冬の夜空で輝く星といえば、「シリウス」を思い浮かべる方が多いかもしれませんね。
シリウスといえば、全天で最も明るい恒星として有名です。
ですが、それよりもずっと下の位置に、全天で「2番目に」明るい恒星が輝いているのをご存じですか?
その星「カノープス」を日本から見ることができるのは、冬のあいだの限られた期間だけ。
いつ、どこに行けば、見ることができるのでしょうか?
「カノープス」の名前にまつわる、不思議なお話
これがカノープス(カノポス)壺。何を入れたのかは調べてみてください
「りゅうこつ座」を構成する星々のひとつであるカノープス。
不思議な響きを持つその名は、トロイア戦争で活躍したメネラーオス王の総舵手の名前に由来するとも、水先案内人の名に由来するともいわれます。
「りゅうこつ」=竜骨とは、船の船首から船尾にかけてを貫くように配される構造材のこと。
竜骨の先端に輝いているように見える星だということで、カノープスの名がつけられたのでしょうか。
ところで、古代エジプトといえば「ミイラ」が有名ですが、ミイラを製作する際、使われた「カノープス壺」という容器があります。後世になってつけられた名称なのですが、気になる方は調べてみてくださいね。
北海道や東北では、カノープスは見えない?
基本的に、南天の星であるカノープス。
日本から観測するのが難しい星として知られています。
東京での「南中高度」は、最も条件がよい時でもたったの二度。まさに地面すれすれです。
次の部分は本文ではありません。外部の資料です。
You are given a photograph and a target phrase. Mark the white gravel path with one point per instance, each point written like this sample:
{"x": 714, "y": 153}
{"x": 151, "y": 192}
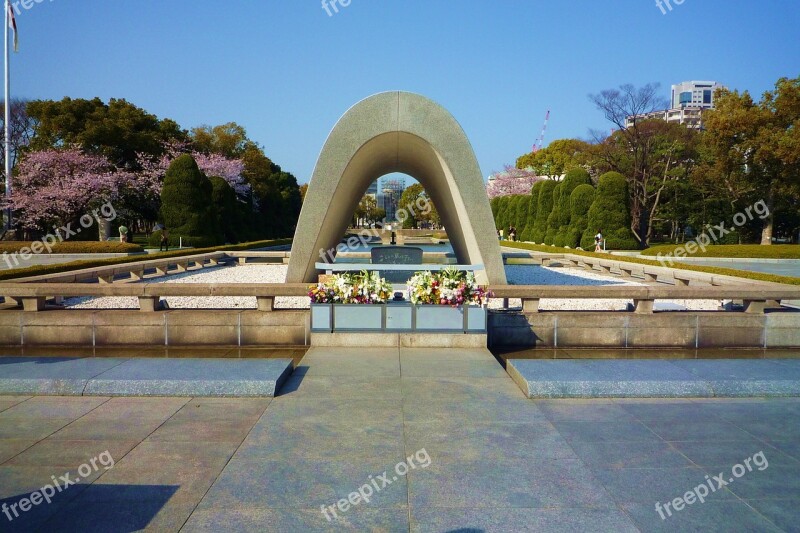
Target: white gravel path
{"x": 254, "y": 273}
{"x": 225, "y": 274}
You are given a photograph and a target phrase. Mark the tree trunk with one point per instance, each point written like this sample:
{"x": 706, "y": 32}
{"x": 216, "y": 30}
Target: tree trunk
{"x": 769, "y": 222}
{"x": 103, "y": 228}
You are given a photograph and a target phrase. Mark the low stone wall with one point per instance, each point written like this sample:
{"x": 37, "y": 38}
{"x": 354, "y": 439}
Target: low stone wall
{"x": 185, "y": 327}
{"x": 631, "y": 330}
{"x": 190, "y": 327}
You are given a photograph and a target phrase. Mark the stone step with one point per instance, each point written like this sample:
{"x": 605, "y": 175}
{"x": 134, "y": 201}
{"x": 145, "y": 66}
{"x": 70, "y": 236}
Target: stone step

また、大気の影響を受けて実際より暗く見えることも多いため、なおさら見つけにくくなるのです。
仙台や札幌では、地平線よりも上にカノープスが上ってこないため、観測することは不可能。大気や天候、観測地の標高などにもよりますが、「福島県」より北では観測することができないといわれます。
古代中国、そして昔の日本。カノープスにつけた名前は?
カノープスを「長寿の象徴」と考え、「南極老人星」と名づけたのは、古代中国の人びと。
地平線すれすれまでしか上ってこない、この星を見ることができれば長生きができると考えたのです。
古代中国の都市があった場所と、東京や大阪は緯度がほぼ同じ。いにしえの人びとになりきって、冬空にカノープスを探すのも楽しそうです。
一方、日本では、南の空にちょっと上ってすぐに沈んでしまうことから、カノープスを「横着星」などと呼ぶ地方もあったそうですよ。
日本国内で、カノープスを観測するコツは?
沖縄・波照間島で撮影された、シリウスとカノープス
・南へ行けば行くほど見えやすい
・山や高台、ビルなどに上ると見やすくなることも(街灯りに注意)
・実際より暗く見えることが多いため、双眼鏡を使うのがおすすめ
「寒い季節なので、屋外の観測はちょっと……」という方におすすめなのが、南側の視界の開けた場所にあるホテルに宿泊すること(お部屋の向きも要確認)。これほど手間隙+お金をかければ、大きな窓やバルコニーから、快適な観測が楽しめそうですね。
インターネットで閲覧できる星空マップ、スマートフォンで使える天体観測アプリなど、近年は星空を楽しむための情報も充実しています。南の低い夜空に輝く星に、長生きができるようお願いしてみてはいかがでしょうか?